So not only does this require a large degree of fragility, it's also expensive, bloating the type's size by 50%. Replacing shared_ptr with this type (or more to the point, augmenting shared_ptr with this functionality) is just not viable.
On the plus side, you no longer need users who derive from cycle_detector_mixin to implement a way to fetch the list of circle_ptr instances. Instead, you have the class register itself with the circle_ptr instances. This allows circle_ptr instances that could be cyclic to talk directly to their owning cycle_detector_mixin.
So there's something.
Encapsulation and invariants
The need to be able to tell a class to invalidate one of its circle_ptr objects fundamentally changes the way the class can interact with any of its circle_ptr members.
An invariant is some state that a piece of code assumes is true because it should be logically impossible for it to be false. If you check that a const int variable is > 0, then you have established an invariant for later code that this value is positive.
Encapsulation exists to allow you to be able to build invariants within a class. Constructors alone can't do it, because external code could modify any values that the class stores. Encapsulation allows you to prevent external code from making such modifications. And therefore, you can develop invariants for various data stored by the class.
This is what encapsulation is for.
With a shared_ptr, it is possible to build an invariant around the existence of such a pointer. You can design your class so that the pointer is never null. And therefore, nobody has to check for it being null.
That's not the case with circle_ptr. If you implement the cycle_detector_mixin, then your code must be able to handle the case of any of those circle_ptr instances becoming null. Your destructor therefore cannot assume that they are valid, nor can any code that your destructor calls make that assumption.
Your class therefore cannot establish an invariant with the object pointed to by circle_ptr. At least, not if it's part of a cycle_detector_mixin with its associated registration and whatnot.
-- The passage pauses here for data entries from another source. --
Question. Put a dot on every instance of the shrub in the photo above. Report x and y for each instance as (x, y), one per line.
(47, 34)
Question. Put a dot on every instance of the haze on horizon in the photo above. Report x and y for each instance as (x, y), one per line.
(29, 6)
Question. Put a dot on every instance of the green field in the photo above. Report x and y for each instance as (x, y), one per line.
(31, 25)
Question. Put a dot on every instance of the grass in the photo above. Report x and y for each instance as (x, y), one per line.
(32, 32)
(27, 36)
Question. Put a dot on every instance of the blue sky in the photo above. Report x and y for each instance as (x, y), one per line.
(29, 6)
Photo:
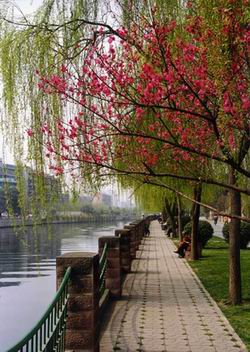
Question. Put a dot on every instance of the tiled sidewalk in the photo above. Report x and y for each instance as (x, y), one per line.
(164, 307)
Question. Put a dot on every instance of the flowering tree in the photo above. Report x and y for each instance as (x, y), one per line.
(154, 93)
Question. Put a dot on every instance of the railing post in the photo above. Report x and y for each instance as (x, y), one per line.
(133, 242)
(113, 271)
(126, 260)
(82, 328)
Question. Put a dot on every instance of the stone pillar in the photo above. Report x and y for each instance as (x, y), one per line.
(134, 244)
(125, 249)
(113, 273)
(82, 328)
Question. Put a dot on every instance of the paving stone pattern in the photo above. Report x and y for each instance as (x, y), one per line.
(164, 307)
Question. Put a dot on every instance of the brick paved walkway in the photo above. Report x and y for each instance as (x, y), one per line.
(164, 307)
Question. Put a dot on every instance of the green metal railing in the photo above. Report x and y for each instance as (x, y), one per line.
(48, 335)
(102, 269)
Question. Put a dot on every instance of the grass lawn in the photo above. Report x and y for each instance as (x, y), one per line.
(212, 269)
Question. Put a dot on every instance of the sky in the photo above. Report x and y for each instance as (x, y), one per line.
(27, 7)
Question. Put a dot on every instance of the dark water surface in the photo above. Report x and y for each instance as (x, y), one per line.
(27, 271)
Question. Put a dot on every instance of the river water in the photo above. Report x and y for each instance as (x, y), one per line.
(27, 271)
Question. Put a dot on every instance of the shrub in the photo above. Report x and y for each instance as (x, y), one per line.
(244, 233)
(205, 231)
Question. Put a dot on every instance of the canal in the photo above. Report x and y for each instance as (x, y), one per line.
(27, 270)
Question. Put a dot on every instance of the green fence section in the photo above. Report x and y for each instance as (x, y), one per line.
(102, 269)
(49, 333)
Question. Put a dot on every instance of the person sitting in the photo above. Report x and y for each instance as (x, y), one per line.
(183, 246)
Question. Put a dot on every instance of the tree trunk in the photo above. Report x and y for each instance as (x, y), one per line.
(179, 217)
(195, 222)
(234, 243)
(170, 217)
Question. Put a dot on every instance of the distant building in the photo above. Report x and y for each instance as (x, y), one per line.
(7, 175)
(102, 198)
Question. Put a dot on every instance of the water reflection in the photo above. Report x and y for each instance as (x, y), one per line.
(27, 271)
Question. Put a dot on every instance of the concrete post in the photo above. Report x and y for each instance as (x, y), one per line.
(134, 244)
(125, 249)
(82, 328)
(113, 273)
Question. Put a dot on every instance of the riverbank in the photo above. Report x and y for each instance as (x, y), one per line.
(19, 222)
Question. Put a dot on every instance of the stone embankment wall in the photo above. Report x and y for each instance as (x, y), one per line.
(85, 306)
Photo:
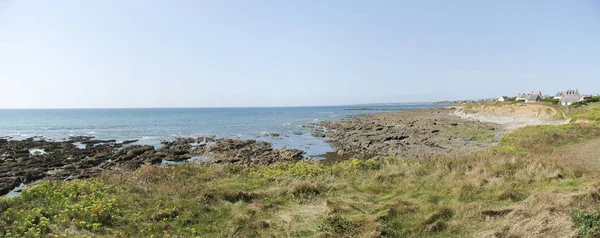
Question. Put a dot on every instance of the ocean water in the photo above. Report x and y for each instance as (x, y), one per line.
(151, 126)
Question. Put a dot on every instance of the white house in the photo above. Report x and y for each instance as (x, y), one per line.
(569, 97)
(534, 97)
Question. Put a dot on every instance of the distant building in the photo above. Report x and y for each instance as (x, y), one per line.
(534, 97)
(569, 97)
(521, 97)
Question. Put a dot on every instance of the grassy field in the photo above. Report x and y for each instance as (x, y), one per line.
(521, 187)
(589, 113)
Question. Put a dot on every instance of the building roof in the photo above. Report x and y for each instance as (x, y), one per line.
(533, 97)
(571, 98)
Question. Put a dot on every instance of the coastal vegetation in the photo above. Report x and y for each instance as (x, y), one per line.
(536, 180)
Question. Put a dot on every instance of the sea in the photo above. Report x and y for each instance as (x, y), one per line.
(152, 125)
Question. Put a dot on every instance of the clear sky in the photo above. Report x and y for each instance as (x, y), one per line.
(140, 53)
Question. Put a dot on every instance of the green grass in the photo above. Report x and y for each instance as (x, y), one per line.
(590, 113)
(506, 190)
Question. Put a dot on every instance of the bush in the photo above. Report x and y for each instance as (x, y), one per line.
(587, 223)
(586, 101)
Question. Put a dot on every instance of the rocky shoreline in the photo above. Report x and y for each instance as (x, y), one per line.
(410, 133)
(34, 159)
(406, 134)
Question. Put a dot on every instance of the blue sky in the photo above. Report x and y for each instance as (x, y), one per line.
(134, 53)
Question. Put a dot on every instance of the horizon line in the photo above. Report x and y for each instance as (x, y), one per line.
(216, 107)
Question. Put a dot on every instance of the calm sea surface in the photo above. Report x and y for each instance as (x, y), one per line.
(151, 126)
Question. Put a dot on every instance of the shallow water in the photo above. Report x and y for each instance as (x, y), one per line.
(150, 126)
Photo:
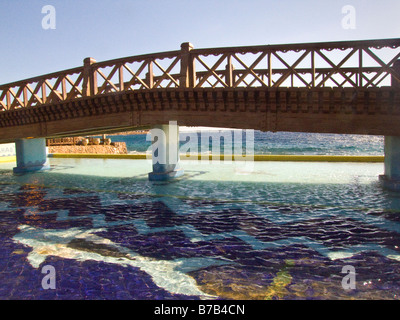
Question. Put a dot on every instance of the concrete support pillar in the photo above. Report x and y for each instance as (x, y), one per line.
(165, 152)
(31, 155)
(391, 178)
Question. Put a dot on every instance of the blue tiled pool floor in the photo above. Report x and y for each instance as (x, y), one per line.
(114, 236)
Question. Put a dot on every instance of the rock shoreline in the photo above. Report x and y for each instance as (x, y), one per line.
(117, 148)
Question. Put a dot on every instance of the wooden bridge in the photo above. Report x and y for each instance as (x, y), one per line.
(336, 87)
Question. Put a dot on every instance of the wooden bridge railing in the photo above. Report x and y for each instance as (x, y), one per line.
(355, 64)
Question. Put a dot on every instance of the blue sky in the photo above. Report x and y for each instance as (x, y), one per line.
(105, 29)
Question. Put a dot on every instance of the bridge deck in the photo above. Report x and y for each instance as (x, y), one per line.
(341, 87)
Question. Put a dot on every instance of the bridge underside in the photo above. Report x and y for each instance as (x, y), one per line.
(373, 111)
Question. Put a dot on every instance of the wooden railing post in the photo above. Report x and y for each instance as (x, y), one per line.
(396, 68)
(89, 85)
(229, 78)
(187, 78)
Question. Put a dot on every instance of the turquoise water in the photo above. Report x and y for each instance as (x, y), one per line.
(285, 143)
(272, 230)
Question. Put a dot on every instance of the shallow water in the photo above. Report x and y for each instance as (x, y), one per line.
(277, 143)
(277, 230)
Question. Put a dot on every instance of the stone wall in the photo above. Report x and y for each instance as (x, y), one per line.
(119, 148)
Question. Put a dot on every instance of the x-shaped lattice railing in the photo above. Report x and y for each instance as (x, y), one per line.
(260, 66)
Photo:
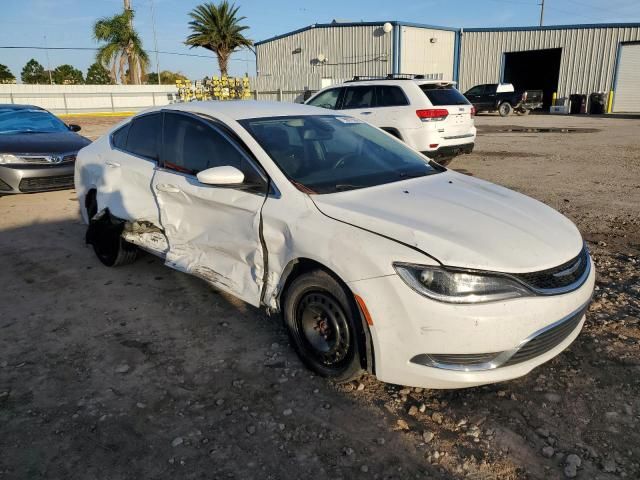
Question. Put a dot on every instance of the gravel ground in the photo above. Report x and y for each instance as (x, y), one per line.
(144, 372)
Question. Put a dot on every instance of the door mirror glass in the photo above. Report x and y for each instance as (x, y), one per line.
(225, 175)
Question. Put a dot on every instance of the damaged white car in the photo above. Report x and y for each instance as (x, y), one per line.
(378, 258)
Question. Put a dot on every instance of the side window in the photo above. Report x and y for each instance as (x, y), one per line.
(327, 99)
(191, 145)
(119, 137)
(144, 136)
(358, 97)
(477, 90)
(387, 96)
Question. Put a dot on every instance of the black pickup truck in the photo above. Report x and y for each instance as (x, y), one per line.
(503, 98)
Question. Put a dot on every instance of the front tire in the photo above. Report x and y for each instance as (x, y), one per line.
(505, 109)
(322, 320)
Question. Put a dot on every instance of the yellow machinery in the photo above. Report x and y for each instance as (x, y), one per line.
(225, 88)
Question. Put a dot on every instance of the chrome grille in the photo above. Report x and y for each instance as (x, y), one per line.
(537, 344)
(462, 359)
(546, 341)
(53, 159)
(43, 184)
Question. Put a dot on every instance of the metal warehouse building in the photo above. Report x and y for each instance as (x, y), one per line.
(563, 59)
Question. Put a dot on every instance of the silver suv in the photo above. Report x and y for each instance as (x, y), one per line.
(431, 116)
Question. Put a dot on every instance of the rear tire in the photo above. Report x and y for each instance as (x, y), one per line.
(115, 252)
(444, 161)
(505, 109)
(322, 320)
(105, 235)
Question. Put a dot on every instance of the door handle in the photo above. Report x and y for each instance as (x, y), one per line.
(163, 187)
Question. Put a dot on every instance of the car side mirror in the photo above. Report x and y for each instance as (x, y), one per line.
(226, 175)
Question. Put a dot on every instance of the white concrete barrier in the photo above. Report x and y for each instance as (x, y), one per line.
(89, 98)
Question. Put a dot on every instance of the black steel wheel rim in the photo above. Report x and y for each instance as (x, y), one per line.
(323, 329)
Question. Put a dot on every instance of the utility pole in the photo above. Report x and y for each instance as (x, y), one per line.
(155, 39)
(46, 49)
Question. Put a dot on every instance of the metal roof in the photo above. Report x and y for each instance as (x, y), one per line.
(397, 23)
(554, 27)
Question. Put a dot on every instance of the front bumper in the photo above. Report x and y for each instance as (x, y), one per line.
(449, 151)
(35, 178)
(408, 326)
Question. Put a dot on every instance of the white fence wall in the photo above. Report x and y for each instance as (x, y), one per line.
(61, 99)
(90, 98)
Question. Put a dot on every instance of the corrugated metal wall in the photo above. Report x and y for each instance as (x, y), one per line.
(349, 50)
(419, 55)
(588, 55)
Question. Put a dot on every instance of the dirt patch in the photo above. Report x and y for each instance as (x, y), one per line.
(484, 129)
(507, 154)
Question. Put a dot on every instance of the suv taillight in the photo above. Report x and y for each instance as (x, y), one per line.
(432, 114)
You can argue that your design does not technically break encapsulation, since the circle_ptr instances can still be private. But the class is willingly giving up encapsulation to the cycle detection system. And therefore, the class can no longer ensure certain kinds of invariants.
That sounds like breaking encapsulation to me.
Thread safety
In order to access a weak_ptr, the user must lock it. This returns a shared_ptr, which ensures that the object will remain alive (if it still was). Locking is an atomic operation, just like reference incrementing/decrementing. So this is all thread-safe.
circle_ptrs may not be very thread safe. It may be possible for a circle_ptr to become invalid from another thread, if the other thread released the last non-circular reference to it.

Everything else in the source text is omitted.